Gonorrhoea is a sexually transmitted disease caused by the gram-negative bacteria, Neisseria gonorrhoeae. Although it is mostly transmitted by sexual contact it can also be acquired by contact with infected exudates such as those that occur in neonatal children at birth or by infants in households with infected inhabitants.

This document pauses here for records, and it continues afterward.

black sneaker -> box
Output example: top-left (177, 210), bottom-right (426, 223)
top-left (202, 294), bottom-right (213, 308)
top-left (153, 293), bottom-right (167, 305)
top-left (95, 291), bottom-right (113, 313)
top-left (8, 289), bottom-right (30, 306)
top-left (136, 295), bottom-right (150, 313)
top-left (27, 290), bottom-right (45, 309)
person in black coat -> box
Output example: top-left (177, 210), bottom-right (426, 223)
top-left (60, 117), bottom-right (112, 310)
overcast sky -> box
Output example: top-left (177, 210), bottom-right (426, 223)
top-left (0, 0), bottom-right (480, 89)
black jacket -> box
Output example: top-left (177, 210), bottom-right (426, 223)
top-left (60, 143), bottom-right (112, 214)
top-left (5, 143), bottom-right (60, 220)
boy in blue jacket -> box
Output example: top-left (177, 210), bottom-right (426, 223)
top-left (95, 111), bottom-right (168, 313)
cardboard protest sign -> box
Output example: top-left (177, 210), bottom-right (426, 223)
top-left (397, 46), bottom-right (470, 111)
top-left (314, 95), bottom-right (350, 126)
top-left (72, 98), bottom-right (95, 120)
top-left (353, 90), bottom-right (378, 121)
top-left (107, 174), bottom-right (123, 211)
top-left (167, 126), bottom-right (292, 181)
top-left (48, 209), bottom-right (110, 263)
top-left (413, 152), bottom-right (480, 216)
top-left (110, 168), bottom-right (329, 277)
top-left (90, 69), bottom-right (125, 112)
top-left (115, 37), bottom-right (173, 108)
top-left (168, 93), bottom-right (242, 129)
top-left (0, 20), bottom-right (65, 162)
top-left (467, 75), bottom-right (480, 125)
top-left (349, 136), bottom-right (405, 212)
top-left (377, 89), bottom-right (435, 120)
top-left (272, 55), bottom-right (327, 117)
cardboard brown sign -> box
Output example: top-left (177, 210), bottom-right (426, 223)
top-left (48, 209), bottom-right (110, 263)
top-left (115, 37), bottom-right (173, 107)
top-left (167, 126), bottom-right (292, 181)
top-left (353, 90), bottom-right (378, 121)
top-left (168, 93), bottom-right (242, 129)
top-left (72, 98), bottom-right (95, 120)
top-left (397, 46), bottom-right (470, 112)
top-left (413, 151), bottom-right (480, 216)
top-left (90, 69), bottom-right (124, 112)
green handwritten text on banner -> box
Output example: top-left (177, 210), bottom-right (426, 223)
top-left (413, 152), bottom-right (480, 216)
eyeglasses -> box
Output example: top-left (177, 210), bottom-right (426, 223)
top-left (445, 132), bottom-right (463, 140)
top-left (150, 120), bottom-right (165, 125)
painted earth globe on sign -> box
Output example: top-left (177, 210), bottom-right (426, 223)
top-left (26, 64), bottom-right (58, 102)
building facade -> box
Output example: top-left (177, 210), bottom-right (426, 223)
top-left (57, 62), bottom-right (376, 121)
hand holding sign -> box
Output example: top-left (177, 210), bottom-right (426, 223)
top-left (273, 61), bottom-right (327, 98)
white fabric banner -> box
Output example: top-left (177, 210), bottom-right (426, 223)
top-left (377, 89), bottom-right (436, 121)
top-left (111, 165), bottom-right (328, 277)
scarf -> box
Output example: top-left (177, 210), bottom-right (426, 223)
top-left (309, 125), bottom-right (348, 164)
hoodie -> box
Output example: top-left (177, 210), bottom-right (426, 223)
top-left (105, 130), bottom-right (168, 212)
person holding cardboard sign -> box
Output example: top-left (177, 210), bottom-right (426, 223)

In males, the disease is marked by urethritis, painful urination, and purulent discharge from the penis, and testicular pain. Females with gonorrhoea are often asymptomatic. When symptoms are present, they experience burning with urination, vaginal discharge, vaginal bleeding, or pelvic pain. The infection may also extend to produce suppurative salpingitis, oophoritis, tubo ovarian abscess, and peritonitis. Untreated gonorrhea in females may lead to pelvic inflammatory disease whereas in males, to the inflammation of the epididymis. In both males and females, gonorrhoea may spread to joints (and cause arthritis), skin, and, although rarely, to heart (valves) or brain when these bacteria reach them by way of bloodstream.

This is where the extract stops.